Was such a round produced for the American 76mm, and if so would anybody have a picture of what they look like?

He was describing it, and it did not sound like it was shaped like a standard ogive shaped projectile of the time,
nor did it seem to have a fuse assembly similar to the standards of the time. This may all be consistant with how
it's design needed to be, but seeing a picture or a drawing of this would be helpful before I become any more
interested in what he is talking about.

Thanks!
Walt
 
As I have said before, "without a photo it is a moot point". Pictures talk, BS walks.
 
I got a walker here Hazord. I sent the dealer a note asking if he has any photos of these things, and
he did not have any of the ones he has recieved, but he has a picture of the same type...see atachment.

I don't think any ordnance of this design was around in WWII was it? I know the Germens had several hollow charge
types up to 75mm, but this design looks more modern than that era.

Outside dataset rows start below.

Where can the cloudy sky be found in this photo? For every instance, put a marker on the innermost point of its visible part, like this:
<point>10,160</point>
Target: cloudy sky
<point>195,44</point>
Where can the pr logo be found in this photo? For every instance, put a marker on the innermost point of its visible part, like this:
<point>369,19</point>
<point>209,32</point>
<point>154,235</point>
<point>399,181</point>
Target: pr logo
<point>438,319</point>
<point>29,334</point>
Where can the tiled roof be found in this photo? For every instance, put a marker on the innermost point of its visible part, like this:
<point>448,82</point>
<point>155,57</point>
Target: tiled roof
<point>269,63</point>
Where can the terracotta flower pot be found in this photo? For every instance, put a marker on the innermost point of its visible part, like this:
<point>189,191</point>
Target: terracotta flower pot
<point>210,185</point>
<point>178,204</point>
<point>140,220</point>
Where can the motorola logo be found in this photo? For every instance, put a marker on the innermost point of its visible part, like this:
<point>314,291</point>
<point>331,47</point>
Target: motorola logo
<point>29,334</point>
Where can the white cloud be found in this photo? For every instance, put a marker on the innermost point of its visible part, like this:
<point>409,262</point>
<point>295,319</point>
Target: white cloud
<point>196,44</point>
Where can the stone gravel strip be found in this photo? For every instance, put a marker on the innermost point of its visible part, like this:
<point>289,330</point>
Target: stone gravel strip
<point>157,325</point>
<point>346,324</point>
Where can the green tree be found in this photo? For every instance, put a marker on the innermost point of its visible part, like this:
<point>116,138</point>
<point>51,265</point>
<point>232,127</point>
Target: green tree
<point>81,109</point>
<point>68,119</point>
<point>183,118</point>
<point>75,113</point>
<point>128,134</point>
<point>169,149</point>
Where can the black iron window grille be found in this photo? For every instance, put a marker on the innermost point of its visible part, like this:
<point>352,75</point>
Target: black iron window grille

As I have said before, "without a photo it is a moot point". Pictures talk, BS walks.

76mm_Heat.jpg
 
About 25 years ago, a scrap yard in the Midwest got a bunch of these 76mm HEAT projectile bodies minus fins, and this one is also missing the forward tophat piece that goes on the end of the spike. EOD has identified it. It is the HEAT projo for the Walker Bulldog tank. I've never seen one with factory fins and the tapered rear end. I have seen one with repro fins, some time back.
 
Walker Bull Dog didn't come out around the Korean era, not WW II for sure. It was to be the first air droppable tank, but didn't work. This tank was used by the South Vietnamese during the war, and if I remember correctly this was the first HEAT round to use a spike for standoff. I'll go through my docs on the Walker to see what I can find.
 
The 76mm was first used during WW II in the M4, but the only rounds it had for many years were HE, smoke and AP. This was because of it reason for being designed as a high velocity gun. The HEAT round came out after Korea, but was the fin stabilized not a spin stabilized.
 
Mike, to what I have seen the US Army also used Bulldogs in VN. At least they had US Army markings on.
 
No the US didn't use them, but gave a load of them to the Vietnamese. Seemed the Bulldog fit them better and we had a great surplus of them, so it wouldn't be a surprise to see US marking on them. Bull dog was a nice fast tank, wasn't worth shit in the jungles though. And the gas engines had a small problem when an RPG hit, but so did the early M48's, wasn't until the A3 model came with a diesel engine that things improved.
 
So the South Vietnamese kept the "US ARMY" markings and did not replace them or add other markings?